Your Best Investment: Why You Should Do What You Know Better

“The alloy and weight of this coin have been well tested; but tell me now whether you have it in your purse.” This is what St. Peter told Dante in heaven (Devine Comedy). If you work for your living, you must know the value of your hard-earned cash. Financial gurus have been telling me how important it is for me to “invest” or “protect” my money. Some praise diversification, others like Robert Kiyosaki (the Rich Dad) and Warren Buffet preach that “diversification is protection against ignorance."

But the Gurus are in a constant error, a scientific term meaning that a judgement is based on a false idea. The financial gurus assume that I should spend as much time earning my living in my line of work as "investing" my money.

Do I need two jobs—my regular job and my private investment job? Take for example my friend Michael who's an architect. Mustn't he increase his knowledge in architecture at his spare time to become a better expert? Or must he try to be Warren Buffet even though his talent is making blueprints? He is an architect—he is supposed to do what he knows better.

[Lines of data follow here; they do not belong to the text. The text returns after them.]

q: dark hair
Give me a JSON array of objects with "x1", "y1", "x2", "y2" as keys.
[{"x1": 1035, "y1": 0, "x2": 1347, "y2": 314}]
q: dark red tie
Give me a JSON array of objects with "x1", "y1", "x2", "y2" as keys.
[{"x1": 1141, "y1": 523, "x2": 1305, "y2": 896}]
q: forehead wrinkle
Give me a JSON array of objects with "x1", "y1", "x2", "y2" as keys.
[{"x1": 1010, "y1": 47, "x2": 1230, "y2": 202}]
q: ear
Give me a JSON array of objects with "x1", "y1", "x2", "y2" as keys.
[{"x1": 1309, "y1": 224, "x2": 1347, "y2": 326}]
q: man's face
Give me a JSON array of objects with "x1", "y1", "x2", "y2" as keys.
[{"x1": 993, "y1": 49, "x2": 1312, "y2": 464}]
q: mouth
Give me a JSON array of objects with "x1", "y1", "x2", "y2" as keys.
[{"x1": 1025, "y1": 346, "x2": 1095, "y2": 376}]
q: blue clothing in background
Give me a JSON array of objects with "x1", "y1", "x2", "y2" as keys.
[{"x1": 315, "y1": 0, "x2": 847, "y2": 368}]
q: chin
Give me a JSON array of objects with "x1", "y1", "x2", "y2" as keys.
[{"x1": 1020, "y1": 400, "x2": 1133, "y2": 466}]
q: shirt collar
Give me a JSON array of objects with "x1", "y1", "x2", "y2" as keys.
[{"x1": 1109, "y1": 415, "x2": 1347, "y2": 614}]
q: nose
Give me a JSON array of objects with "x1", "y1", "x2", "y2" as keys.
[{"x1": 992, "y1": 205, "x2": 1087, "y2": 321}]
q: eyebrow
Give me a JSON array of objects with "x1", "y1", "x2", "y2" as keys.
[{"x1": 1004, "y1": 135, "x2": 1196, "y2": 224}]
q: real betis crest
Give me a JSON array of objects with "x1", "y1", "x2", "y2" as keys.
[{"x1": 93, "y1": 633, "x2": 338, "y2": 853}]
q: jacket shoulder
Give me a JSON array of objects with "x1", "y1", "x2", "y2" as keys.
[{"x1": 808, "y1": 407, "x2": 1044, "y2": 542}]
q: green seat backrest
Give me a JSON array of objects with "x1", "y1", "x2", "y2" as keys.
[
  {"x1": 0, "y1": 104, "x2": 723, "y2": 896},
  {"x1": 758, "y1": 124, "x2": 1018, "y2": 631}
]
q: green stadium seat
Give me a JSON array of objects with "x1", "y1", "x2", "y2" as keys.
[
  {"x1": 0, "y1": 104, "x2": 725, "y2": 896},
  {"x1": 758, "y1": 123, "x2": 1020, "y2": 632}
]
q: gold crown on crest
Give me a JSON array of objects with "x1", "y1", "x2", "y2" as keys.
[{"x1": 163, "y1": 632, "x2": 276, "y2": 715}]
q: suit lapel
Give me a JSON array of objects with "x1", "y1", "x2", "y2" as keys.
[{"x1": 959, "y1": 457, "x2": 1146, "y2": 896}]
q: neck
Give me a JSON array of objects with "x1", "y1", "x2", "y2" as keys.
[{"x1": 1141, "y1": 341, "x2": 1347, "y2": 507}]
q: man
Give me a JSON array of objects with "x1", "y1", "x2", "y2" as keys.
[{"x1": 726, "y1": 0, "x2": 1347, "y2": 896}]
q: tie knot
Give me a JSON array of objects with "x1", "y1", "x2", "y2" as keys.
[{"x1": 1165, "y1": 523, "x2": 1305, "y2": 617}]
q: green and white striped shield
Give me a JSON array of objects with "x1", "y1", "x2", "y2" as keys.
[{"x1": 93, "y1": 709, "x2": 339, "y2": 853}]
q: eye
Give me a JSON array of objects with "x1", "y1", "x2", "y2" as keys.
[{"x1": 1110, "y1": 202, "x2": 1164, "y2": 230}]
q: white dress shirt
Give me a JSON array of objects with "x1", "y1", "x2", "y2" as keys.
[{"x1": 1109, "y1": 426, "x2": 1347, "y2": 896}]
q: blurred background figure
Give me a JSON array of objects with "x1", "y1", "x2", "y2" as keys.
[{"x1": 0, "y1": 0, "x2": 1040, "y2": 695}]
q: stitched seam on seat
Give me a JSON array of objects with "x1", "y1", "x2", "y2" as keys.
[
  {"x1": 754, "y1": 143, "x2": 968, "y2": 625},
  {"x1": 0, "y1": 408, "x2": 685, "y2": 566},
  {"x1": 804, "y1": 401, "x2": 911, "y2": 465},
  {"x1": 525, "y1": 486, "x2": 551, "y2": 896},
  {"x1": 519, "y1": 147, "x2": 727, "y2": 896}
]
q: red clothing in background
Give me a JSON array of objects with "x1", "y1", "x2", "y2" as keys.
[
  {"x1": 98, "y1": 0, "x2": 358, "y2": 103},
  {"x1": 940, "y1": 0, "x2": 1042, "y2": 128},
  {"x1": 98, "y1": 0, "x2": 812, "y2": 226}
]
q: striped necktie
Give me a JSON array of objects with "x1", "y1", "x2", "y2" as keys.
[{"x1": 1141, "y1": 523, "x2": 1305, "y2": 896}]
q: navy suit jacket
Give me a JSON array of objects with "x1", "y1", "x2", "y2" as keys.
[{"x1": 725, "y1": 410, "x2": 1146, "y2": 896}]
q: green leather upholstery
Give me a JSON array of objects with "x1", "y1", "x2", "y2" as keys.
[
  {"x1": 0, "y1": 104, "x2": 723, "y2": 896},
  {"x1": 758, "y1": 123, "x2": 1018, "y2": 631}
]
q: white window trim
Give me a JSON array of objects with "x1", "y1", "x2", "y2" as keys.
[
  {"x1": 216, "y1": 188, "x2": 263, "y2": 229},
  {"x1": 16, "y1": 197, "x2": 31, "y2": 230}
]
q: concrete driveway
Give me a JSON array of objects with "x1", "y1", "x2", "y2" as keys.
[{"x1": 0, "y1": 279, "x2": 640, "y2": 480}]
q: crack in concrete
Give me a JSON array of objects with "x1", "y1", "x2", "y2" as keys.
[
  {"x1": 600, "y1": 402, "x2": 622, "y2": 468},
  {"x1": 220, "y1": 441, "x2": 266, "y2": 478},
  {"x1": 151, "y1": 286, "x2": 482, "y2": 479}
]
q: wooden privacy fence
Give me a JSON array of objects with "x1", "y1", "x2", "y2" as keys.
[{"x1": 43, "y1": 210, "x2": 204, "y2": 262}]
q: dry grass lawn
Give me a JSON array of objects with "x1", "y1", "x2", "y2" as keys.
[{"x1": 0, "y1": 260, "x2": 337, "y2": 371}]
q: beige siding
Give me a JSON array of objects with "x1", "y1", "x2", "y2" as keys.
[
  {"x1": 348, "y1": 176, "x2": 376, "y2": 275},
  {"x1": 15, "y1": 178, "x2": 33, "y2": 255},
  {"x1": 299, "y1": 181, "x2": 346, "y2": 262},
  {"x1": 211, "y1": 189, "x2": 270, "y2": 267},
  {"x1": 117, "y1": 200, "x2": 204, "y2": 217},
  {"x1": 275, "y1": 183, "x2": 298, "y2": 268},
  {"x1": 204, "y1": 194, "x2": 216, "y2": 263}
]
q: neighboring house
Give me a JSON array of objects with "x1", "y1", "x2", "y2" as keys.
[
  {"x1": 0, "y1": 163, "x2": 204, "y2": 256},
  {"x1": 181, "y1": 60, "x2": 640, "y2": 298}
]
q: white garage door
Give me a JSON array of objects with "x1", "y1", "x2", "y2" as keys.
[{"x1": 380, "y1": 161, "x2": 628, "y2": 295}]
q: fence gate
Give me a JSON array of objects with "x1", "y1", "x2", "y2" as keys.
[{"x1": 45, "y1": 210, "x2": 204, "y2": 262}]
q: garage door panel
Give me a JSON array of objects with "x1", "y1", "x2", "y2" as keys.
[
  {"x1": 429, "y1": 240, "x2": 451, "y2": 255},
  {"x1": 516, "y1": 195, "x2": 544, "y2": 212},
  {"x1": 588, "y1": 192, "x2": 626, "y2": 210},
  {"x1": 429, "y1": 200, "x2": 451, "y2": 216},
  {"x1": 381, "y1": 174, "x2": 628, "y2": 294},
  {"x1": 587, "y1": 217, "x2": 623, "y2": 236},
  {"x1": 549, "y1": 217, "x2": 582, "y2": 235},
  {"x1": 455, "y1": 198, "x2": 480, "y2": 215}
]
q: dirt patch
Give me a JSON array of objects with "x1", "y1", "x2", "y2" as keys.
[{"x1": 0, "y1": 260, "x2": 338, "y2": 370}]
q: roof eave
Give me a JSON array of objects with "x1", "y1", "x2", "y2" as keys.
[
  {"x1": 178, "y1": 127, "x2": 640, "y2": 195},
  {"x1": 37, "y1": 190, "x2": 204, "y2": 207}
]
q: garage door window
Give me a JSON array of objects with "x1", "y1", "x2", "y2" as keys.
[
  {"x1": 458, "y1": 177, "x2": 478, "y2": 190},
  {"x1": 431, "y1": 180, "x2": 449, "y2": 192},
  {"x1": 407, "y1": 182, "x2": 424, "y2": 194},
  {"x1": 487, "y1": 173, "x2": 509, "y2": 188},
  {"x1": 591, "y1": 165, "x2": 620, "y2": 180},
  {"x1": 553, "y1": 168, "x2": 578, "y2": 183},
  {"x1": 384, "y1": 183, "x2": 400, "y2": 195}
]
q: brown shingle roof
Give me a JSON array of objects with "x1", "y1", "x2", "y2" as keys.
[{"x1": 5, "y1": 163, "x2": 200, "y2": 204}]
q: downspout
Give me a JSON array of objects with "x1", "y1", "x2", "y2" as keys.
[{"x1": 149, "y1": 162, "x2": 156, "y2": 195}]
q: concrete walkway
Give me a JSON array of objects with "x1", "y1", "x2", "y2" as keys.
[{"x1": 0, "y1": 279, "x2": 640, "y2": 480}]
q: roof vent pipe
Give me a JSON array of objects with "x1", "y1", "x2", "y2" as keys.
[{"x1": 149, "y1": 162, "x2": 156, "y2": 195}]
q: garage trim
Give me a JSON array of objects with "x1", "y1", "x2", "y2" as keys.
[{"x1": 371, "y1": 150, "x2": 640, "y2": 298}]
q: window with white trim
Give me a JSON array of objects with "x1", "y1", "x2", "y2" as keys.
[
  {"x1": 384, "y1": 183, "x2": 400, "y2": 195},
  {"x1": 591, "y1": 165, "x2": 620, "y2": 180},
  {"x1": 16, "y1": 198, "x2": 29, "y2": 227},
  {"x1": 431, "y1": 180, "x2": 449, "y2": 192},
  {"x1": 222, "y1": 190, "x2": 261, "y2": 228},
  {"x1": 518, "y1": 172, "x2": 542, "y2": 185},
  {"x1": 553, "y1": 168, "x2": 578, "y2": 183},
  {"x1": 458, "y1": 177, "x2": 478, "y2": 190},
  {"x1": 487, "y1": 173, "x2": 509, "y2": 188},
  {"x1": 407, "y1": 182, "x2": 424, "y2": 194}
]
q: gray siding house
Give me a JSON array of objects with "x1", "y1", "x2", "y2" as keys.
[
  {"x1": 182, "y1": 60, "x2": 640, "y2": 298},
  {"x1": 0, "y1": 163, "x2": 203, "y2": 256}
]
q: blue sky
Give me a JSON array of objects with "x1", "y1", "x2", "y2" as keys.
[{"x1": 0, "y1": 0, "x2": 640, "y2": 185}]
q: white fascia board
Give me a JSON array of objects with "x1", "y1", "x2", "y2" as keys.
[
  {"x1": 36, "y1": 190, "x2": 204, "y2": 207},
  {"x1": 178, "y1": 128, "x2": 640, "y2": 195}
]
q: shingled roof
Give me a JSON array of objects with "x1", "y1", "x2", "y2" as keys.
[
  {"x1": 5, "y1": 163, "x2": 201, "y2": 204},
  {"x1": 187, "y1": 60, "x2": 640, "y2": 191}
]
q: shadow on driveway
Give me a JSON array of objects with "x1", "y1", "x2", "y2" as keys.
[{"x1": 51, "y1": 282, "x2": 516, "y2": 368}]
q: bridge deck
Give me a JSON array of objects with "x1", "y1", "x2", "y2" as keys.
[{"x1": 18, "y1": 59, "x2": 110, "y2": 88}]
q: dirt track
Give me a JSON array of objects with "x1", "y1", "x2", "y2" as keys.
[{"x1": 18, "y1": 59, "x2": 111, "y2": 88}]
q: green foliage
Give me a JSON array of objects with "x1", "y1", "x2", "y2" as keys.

Let him earn money by doing architecture. If his real talent is architecture, he should want to become Frank Lloyd Wright, not Warren Buffet; he should worry about wind conditions, not stock market conditions. And the more he approaches the skills of Wright, the more he will afford to buy.

I’m not saying you should be ignorant of personal finance and economics. You still need to know how to balance your check book or open a bank account. It's the same with mathematics: you don't need to know how to solve advanced problems to live a normal live--basic algebra is enough. So, spend time and resources at what you already do better—this will be your best investment.